Space elevator testing

The Raptor team from Nihon University from Japan, led by Yoshio Aoki, Professor in the Department of Engineering and Precision Instruments, participated in four European Space Elevator Challenges prepared by the Technical University of Munich Germany, where they tested the feasibility of mechanical structures.


"The honeycomb-like design allows the main frame to be made as blank as possible, reducing weight by up to 60% while achieving sufficient rigidity and an attractive appearance," said Kaishu Koike, a member of the Raptor team responsible for programming.



Based on the simulations, the researchers achieved a climbing speed of 110 km/h. They maintain the effectiveness of the braking system by applying maximum weight. In this way, eight 1.1 kilogram loads were successfully transported.


According to Yoshio Aoki, this kind of space elevator transportation technique will only be possible in 2030. However, disaster safety protocols are already trying to be built in real proportions.


China wants to build its own space elevator

As part of the roadmap for future space missions to Mars, in June this year, Wang Xiaojun, Director of the Chinese Academy of Launch Vehicle Technology (CALT), integrated the construction of a space elevator.


According to the Global Times, the plan consists of three steps: sending an Android robot to collect samples from the Martian environment and explore the surface, a habitable mission whose members build settlements, and finally moving a fleet of goods via space elevators called "heavenly stairs" as a starting point.


Transporting goods to the Moon, for example, would only cost 4% of the current launch costs. The difference is clearly very far. Quoted from Sina News, China will carry out manned missions at five different times, namely: 2033, 2035, 2037, 2041 and 2043.

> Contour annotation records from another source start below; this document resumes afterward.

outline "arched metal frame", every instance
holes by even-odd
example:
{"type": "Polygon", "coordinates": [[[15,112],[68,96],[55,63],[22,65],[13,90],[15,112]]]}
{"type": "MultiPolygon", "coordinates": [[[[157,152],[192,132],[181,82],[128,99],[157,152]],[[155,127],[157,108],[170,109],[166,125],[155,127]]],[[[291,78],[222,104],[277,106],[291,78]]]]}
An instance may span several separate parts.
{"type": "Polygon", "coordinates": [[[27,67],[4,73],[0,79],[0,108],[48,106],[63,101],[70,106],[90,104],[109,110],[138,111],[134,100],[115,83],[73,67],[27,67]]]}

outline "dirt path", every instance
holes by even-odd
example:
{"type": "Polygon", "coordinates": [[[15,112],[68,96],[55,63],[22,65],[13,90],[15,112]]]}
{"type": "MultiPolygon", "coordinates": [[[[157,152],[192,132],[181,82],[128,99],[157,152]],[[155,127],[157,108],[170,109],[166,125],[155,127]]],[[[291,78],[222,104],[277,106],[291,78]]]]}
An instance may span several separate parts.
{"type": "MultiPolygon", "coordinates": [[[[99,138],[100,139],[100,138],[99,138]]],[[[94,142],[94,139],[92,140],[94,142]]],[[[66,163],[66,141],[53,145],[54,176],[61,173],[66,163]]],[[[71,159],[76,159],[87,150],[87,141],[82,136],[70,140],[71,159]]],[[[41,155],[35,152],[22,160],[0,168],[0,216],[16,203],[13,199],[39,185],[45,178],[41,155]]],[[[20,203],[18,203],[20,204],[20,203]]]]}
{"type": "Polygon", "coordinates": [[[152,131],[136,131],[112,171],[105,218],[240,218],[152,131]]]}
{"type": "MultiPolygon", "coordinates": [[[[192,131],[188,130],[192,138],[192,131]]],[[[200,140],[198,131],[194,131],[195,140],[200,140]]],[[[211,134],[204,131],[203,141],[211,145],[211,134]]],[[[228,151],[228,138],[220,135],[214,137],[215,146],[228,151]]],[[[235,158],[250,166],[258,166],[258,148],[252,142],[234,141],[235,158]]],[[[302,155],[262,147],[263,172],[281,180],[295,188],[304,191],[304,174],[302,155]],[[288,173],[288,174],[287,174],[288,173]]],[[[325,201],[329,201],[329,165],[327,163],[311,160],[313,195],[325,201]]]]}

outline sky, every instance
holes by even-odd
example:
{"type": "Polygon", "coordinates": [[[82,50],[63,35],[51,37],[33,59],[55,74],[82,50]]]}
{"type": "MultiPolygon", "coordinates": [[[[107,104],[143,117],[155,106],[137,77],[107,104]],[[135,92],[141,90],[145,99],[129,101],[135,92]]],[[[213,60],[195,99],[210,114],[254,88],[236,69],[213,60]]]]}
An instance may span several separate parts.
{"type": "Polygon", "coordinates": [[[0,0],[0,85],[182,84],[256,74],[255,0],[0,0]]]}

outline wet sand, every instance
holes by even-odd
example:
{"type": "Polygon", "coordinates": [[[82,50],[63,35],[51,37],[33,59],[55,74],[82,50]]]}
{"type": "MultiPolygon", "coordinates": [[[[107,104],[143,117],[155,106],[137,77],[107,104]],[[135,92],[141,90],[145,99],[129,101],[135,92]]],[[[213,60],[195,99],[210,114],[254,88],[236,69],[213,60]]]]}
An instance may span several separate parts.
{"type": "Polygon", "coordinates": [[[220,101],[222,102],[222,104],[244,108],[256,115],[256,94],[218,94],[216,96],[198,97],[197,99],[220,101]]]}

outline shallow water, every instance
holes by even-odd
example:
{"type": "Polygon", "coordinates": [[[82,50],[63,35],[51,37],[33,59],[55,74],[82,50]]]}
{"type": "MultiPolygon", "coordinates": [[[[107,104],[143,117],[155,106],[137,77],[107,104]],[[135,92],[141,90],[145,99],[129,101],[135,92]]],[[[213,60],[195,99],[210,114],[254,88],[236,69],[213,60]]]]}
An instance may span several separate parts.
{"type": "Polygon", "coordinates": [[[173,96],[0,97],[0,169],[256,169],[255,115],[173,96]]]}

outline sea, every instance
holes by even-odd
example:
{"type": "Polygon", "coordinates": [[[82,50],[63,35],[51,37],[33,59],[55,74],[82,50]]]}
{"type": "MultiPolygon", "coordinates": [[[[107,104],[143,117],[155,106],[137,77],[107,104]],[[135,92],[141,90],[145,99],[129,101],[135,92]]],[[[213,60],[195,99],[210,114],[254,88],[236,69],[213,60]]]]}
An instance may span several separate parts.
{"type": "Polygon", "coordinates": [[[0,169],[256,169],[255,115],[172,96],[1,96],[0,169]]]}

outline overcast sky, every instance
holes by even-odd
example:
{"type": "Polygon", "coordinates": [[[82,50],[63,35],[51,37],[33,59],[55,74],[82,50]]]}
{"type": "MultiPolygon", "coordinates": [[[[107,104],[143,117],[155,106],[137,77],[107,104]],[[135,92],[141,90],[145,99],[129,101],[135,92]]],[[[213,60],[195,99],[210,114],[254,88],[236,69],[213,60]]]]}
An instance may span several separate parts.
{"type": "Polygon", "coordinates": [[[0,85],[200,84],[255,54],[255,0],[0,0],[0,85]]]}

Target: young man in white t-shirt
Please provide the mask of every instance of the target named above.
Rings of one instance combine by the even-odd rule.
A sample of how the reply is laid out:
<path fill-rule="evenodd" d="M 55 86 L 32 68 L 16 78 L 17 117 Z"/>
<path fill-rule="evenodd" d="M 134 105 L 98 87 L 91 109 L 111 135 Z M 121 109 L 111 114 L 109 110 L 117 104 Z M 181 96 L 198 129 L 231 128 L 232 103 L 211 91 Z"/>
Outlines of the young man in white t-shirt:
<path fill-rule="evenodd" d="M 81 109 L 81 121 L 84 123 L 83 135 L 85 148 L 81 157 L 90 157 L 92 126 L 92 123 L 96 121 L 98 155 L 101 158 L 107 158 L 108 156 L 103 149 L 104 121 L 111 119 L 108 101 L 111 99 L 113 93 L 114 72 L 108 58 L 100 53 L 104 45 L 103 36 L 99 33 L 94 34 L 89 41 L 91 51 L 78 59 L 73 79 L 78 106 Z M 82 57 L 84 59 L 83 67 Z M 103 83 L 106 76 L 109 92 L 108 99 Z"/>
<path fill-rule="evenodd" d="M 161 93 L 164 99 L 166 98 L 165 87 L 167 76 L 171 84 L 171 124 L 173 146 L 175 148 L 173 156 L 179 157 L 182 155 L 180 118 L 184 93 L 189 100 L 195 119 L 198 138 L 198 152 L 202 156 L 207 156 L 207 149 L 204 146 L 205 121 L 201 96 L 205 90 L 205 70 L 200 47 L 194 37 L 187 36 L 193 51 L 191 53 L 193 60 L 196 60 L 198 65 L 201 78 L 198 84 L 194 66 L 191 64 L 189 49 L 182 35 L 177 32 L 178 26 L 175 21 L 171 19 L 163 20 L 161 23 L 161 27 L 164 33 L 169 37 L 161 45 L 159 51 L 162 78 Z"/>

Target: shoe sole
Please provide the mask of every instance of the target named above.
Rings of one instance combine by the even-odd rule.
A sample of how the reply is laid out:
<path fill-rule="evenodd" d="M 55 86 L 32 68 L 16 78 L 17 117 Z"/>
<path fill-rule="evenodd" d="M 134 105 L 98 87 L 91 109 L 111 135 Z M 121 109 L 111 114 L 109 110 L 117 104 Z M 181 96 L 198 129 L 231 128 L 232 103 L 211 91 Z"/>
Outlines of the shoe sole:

Although promising, the concept of an elevator into space is still considered impossible for a number of other experts, one of which is physicist Marshall Eubanks. According to him, the calculations made to make the elevator into space make sense, but it is also necessary to take into account the possibility that satellites orbiting Earth could crash into the cable. So, the idea of ​​an elevator into space is unlikely to materialize any time soon.